Час спустя я подъехал на пикапе к бордюру на заснеженной стороне улицы с полуразрушенными домами, являвшимися верхом достижений богатых фермеров столетие назад. Теперь они были такими же мрачными и пустыми, как брошенные похоронные конторы.
Я вышел из машины, подождал, пока тротуар перестал качаться, затем прошел два квартала к готическому строению из красного кирпича с надписью:
ЖЕЛЕЗНОДОРОЖНАЯ ЮНОШЕСКАЯ ХРИСТИАНСКАЯ АССОЦИАЦИЯ
Коффивилль, Канзас, 1965
Внутри молодой человек со скучающим лицом, редкими волосами и поджатыми губами посмотрел на меня из-за облупленного фанерного стола в форме почки с табличкой: «ДОБРО ПОЖАЛОВАТЬ, БРАТ» и еще одной, написанной вручную, гласящей: «ДУШ — ПЯТЬДЕСЯТ ДОЛЛАРОВ».
Я не обратил внимания на море серого желе, в котором, казалось, плавало его лицо, положил руки на стол, встал более-менее прямо и услышал, как кто-то сказал: «Я бы хотел снять комнату на ночь».
Губы парня зашевелились. В помещении было жарко. Я подергал воротник. Желе полностью поглотило клерка, но его голос, чем-то напоминающий звук пилы, продолжал:
— ...пьяницам вход запрещен.
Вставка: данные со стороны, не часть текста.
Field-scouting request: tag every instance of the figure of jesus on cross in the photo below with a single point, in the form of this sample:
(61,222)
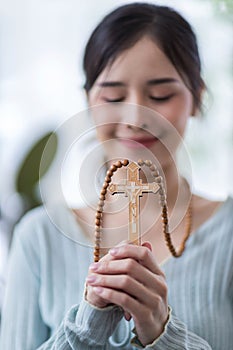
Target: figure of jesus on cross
(133,188)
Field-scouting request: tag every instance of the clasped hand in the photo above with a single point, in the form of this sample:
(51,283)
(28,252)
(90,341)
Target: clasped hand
(130,277)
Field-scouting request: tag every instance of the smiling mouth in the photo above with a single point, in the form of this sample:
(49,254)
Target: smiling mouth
(139,143)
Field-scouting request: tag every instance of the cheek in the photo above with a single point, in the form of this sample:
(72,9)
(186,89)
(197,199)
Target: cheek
(178,111)
(105,132)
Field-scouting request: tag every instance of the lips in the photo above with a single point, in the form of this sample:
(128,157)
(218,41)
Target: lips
(147,142)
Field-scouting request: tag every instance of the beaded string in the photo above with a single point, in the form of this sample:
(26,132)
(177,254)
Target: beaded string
(162,200)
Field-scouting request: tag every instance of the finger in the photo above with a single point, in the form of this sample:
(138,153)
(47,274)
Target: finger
(147,245)
(127,285)
(129,304)
(132,268)
(140,253)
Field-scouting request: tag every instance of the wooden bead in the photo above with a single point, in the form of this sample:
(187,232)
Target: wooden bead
(98,215)
(152,167)
(158,179)
(103,191)
(148,162)
(118,164)
(155,173)
(97,222)
(140,162)
(125,162)
(109,173)
(113,167)
(101,203)
(107,179)
(105,185)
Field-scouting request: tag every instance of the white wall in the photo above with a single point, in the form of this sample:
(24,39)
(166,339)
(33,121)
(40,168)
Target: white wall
(42,43)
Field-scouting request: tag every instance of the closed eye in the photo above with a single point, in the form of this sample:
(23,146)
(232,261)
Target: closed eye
(161,98)
(112,100)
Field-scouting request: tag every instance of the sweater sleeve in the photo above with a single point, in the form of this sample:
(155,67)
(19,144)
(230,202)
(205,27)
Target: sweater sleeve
(174,337)
(83,327)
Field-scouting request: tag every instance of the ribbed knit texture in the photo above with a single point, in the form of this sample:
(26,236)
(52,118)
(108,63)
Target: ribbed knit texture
(44,306)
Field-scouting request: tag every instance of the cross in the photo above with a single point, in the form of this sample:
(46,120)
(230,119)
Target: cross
(133,189)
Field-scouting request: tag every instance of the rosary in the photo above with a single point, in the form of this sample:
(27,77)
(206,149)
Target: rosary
(133,188)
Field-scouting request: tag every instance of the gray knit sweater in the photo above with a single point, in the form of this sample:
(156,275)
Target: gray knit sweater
(44,306)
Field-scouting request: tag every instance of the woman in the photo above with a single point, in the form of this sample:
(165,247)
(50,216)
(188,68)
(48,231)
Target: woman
(142,55)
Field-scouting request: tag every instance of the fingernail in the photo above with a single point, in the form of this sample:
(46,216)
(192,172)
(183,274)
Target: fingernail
(91,279)
(113,251)
(98,290)
(94,266)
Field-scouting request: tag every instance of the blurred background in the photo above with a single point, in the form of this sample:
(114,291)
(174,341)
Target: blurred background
(42,43)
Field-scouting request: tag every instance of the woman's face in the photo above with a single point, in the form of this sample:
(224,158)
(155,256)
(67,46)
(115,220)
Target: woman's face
(140,76)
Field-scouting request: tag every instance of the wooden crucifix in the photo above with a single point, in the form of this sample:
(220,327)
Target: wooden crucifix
(133,189)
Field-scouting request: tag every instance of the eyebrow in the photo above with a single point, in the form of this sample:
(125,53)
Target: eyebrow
(111,84)
(162,81)
(150,82)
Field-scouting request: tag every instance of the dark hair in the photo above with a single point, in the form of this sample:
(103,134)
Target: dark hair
(123,27)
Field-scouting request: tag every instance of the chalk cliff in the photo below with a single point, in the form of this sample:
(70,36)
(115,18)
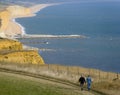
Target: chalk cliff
(12,51)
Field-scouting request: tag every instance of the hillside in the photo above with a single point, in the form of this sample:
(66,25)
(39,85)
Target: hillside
(12,51)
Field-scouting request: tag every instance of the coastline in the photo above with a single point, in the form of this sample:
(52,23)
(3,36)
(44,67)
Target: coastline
(9,27)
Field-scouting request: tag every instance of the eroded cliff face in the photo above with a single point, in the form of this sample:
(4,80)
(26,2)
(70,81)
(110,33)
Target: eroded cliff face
(11,51)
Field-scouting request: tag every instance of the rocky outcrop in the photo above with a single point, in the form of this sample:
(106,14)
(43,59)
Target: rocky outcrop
(11,51)
(6,44)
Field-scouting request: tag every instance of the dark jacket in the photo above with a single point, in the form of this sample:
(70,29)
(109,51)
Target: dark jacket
(82,80)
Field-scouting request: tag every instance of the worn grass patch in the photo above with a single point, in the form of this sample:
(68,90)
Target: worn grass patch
(11,84)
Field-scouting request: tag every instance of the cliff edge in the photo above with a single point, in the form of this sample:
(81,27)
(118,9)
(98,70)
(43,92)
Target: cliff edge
(11,51)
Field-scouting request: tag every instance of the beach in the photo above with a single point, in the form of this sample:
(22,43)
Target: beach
(9,27)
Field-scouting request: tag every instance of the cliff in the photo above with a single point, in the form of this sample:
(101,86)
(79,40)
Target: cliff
(12,51)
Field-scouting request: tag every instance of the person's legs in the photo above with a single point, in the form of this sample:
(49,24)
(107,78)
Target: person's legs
(81,85)
(88,86)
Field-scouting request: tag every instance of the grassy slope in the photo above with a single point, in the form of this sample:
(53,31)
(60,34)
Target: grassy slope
(12,84)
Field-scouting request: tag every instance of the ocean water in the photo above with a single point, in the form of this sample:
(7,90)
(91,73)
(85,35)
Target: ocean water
(99,21)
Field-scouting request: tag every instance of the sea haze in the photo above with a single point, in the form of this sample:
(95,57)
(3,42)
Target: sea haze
(99,21)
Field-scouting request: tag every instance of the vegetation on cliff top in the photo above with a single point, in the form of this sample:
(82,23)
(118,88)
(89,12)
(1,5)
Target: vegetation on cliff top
(11,51)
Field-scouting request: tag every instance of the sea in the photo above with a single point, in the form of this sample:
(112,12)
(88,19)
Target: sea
(98,21)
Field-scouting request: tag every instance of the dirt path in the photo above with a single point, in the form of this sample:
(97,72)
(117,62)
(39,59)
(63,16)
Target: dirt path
(46,80)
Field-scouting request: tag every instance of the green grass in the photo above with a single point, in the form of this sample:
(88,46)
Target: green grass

Вам придется уйти отсюда. Это христианская организация.
— К несчастью, я не пьян. — Я услышал, как отчетливо произношу слова. — Я давно не ел и, возможно, у меня малярия...
Парень медленно вернулся в фокус. Мои ноги, словно проходили широкой дугой у меня над головой. Я держал обе руки на стойке и пытался убедить себя, что крепко стою на резиновом мате, закрывающем протертое место на ковре. Я сумел достать бумажник и положить деньги на стойку.
— Ну... — Рука работника накрыла купюру. — Вы сильно покраснели. Может, это китайский грипп. Возможно, вам стоит обратиться к доктору. У вас на лице такой страшный порез.
— Еще не привык к этим новомодным бритвам, — сказал я. — Со мной все будет в порядке.
Пол уходил у меня из-под ног. Желе рассеялось достаточно, чтобы я разглядел книгу регистрации и палец с ногтем, указывающим, где я должен поставить свою подпись.
Мой желудок казался бачком унитаза, который вот-вот опустошат. Я схватил ручку, что-то нацарапал и по колено в тумане добрел до лифта. Я поднялся, прошел мимо пары километров обоев, на которых кто-то выместил все разочарование в жизни. Я нашел свою комнату, открыл дверь, сделал шаг к кровати и отключился.
Группа из четырех красных человечков что-то делала с моей рукой при помощи пил и топориков, а пятый водил паяльной лампой по моему лицу. Я попытался закричать, чтобы прогнать их, но выдавил из себя только слабый хрип. Я открыл глаза и понял, что лежу, уткнувшись лицом в пыльный ковер с выцветшим узором из фруктов и цветов.
Я дополз до отгороженной стеной уборной, поднялся на ноги, включил холодную воду и смочил голову. Затем услышал свой собственный стон, похожий на скуление собаки, желающей, чтобы ее выпустили погулять холодной ночью, но, казалось, это не имело никакого значения.